The perfect appetizer!
Prep Time 30 mins
Cook Time 10 mins
Total Time 40 mins

Ingredients
  

  • 10 Wraps 10 mini or 5 regular size (I used mini The Real Coconut wraps)

Filling

  • 2 Cups Cremini Mushrooms Diced
  • 1 250 Block of Vegan Cream Cheese I used Violife
  • 2 Cups Vegan Mozza Shreds I used Violife
  • 2 Cups Vegan Cheddar Shreds I used Violife
  • 2 Tbsp Jalapeño Chopped (less if sensitive to spice)
  • 2 Green Onions Chopped
  • 2 Tbsp Tex Mex see below or use store bought

Homemade Tex Mex Seasoning

  • 1 tsp oregano
  • 1/2 tsp chili
  • 1/2 tsp paprika
  • 1/2 tsp salt
  • 1/2 tsp garlic
  • 1/4 tsp cumin
  • 1/4 tsp onion
  • 1/4 tsp Red pepper flakes

Dipping Sauce

  • 75% Your Favourite Salsa +
  • 25% Vegan Sour Cream or Plain Coconut Yogurt I use yogurt - no one can tell the difference

Instructions
 

  • Add diced onions to a pan, sauté over medium/high heat for approximately 5 minutes.
  • Prepare and mix cream cheese, cheeses, jalapeño, & green onions.
  • Prepare homemade Tex Mex in a separate bowl and then add 1 tbsp to start.

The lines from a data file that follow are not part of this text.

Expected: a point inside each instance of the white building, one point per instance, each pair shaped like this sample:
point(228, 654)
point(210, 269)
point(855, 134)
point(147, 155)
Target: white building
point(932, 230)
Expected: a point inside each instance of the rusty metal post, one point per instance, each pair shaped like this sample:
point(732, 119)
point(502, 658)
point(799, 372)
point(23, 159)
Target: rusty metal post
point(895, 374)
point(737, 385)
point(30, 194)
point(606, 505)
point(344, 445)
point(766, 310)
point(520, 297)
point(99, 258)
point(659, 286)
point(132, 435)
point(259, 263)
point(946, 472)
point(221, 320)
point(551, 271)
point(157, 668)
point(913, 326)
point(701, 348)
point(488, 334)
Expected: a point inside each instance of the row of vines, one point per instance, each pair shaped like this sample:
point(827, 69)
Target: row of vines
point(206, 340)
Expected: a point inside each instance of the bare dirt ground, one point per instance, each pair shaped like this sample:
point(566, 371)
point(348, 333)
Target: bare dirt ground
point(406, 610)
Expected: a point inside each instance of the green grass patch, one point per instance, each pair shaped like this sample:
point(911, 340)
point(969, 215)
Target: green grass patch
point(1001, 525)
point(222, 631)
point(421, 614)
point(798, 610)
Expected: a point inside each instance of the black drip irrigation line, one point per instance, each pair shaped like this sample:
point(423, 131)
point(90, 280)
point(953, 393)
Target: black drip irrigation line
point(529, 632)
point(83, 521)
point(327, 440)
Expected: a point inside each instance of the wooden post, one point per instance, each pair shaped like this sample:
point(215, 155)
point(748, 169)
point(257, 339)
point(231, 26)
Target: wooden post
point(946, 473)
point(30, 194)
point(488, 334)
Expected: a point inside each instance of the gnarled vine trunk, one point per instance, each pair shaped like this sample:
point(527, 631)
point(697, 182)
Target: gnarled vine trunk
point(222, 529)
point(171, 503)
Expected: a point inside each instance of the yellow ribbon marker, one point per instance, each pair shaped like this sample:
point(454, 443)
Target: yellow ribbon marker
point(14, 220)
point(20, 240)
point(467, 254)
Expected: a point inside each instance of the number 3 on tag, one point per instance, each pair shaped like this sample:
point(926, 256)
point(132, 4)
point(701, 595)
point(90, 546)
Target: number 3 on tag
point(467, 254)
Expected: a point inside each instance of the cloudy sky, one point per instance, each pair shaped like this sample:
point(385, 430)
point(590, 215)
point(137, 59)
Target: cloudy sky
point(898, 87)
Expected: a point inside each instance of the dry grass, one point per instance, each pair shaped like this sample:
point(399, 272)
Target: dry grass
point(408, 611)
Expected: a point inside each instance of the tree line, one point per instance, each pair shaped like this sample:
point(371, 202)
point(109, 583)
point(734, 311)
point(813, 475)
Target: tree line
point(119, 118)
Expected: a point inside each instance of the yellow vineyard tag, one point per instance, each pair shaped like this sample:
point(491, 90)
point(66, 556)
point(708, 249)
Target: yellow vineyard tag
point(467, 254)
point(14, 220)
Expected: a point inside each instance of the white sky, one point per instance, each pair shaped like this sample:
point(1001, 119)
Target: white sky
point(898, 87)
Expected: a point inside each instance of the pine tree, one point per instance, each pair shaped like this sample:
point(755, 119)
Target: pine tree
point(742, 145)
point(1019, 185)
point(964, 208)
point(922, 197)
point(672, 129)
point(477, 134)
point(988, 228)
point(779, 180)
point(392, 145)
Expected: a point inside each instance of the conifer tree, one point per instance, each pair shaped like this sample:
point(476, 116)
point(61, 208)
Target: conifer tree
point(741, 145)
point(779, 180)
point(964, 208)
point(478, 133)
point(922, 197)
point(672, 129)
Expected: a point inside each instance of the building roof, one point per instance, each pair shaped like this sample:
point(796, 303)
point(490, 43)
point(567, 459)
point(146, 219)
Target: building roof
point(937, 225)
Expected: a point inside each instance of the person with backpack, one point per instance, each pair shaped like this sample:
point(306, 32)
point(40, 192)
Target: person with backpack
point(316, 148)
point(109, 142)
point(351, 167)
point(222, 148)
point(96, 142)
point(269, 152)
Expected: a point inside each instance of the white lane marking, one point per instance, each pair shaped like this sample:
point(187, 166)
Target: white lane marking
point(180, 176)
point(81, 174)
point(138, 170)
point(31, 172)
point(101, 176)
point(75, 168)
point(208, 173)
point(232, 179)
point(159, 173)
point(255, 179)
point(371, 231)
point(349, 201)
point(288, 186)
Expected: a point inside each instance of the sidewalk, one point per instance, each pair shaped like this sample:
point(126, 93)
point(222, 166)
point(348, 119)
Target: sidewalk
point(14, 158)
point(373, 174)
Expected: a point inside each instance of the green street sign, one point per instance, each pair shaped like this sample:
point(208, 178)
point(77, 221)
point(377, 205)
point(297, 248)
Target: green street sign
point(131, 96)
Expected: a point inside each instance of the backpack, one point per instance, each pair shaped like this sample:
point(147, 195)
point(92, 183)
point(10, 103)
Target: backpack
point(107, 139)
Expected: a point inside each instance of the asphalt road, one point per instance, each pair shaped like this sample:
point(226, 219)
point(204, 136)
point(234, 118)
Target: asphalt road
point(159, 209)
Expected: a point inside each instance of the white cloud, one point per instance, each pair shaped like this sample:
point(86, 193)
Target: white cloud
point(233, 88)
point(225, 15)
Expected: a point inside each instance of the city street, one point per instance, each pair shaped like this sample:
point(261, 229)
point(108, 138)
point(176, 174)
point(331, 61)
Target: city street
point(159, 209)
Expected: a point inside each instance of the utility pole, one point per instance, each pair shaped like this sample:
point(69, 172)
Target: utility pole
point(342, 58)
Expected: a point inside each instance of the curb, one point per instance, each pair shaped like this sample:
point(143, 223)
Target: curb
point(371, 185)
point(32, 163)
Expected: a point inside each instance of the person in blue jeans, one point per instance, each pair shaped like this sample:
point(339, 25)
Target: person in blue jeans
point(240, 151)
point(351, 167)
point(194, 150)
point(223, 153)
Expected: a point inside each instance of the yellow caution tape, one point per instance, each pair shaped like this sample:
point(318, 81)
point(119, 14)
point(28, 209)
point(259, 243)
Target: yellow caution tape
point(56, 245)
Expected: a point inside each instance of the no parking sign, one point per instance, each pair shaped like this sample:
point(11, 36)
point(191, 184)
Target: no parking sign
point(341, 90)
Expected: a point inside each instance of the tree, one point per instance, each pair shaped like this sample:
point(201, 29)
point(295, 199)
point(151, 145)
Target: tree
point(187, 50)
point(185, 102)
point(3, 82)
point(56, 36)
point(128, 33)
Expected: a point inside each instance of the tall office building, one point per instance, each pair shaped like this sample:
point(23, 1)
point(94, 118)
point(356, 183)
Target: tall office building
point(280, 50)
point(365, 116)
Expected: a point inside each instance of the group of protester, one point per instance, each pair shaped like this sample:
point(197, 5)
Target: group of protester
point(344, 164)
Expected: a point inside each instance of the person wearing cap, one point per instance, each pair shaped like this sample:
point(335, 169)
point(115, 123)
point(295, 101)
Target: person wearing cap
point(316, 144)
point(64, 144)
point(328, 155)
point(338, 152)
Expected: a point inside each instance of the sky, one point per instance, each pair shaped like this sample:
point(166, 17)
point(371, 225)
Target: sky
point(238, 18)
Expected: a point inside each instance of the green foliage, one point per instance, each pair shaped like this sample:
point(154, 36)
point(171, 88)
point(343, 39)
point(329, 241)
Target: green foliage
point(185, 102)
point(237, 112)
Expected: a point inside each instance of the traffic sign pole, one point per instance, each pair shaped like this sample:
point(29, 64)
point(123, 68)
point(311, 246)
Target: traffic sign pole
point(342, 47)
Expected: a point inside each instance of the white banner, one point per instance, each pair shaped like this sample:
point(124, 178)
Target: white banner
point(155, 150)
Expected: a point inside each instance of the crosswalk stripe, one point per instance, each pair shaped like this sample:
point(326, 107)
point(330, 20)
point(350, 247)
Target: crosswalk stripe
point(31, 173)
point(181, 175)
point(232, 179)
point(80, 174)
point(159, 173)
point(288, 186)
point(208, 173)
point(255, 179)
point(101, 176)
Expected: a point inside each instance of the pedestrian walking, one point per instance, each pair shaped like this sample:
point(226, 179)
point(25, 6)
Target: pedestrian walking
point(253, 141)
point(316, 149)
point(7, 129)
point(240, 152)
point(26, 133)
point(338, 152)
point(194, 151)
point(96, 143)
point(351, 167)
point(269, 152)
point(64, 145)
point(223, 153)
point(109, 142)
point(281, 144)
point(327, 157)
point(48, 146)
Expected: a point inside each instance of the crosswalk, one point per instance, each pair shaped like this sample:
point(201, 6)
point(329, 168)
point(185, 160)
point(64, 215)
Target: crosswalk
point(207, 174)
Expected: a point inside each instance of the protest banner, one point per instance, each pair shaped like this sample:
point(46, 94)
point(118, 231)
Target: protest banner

If you like it add the rest! I use the whole mixture.
  • When the mushrooms are ready mix them in to the mixture until everything is well combined.
  • Get your wraps ready and scoop 1-2 Tbsp (for small wraps) on top. Roll tightly and wrap in foil/plastic wrap, or use a toothpick to hold them tightly together.
  • Store in the refrigerator or freezer until you're ready to serve.
  • To cook: bake in the oven on a parchment lined baking sheet at 350F until lightly browned and cheese has melted. *If you use gluten free wraps I recommend baking them whole and then cutting them, but if you use regular wraps you can pre-cut into 1/2 inch slices before putting them in the oven.

Notes

If you aren’t gluten free I highly recommend using regular wraps because they are easier to cut, larger, and stay together better/don’t crack (although the Real Coconut wraps don’t crack, lots of other brands do).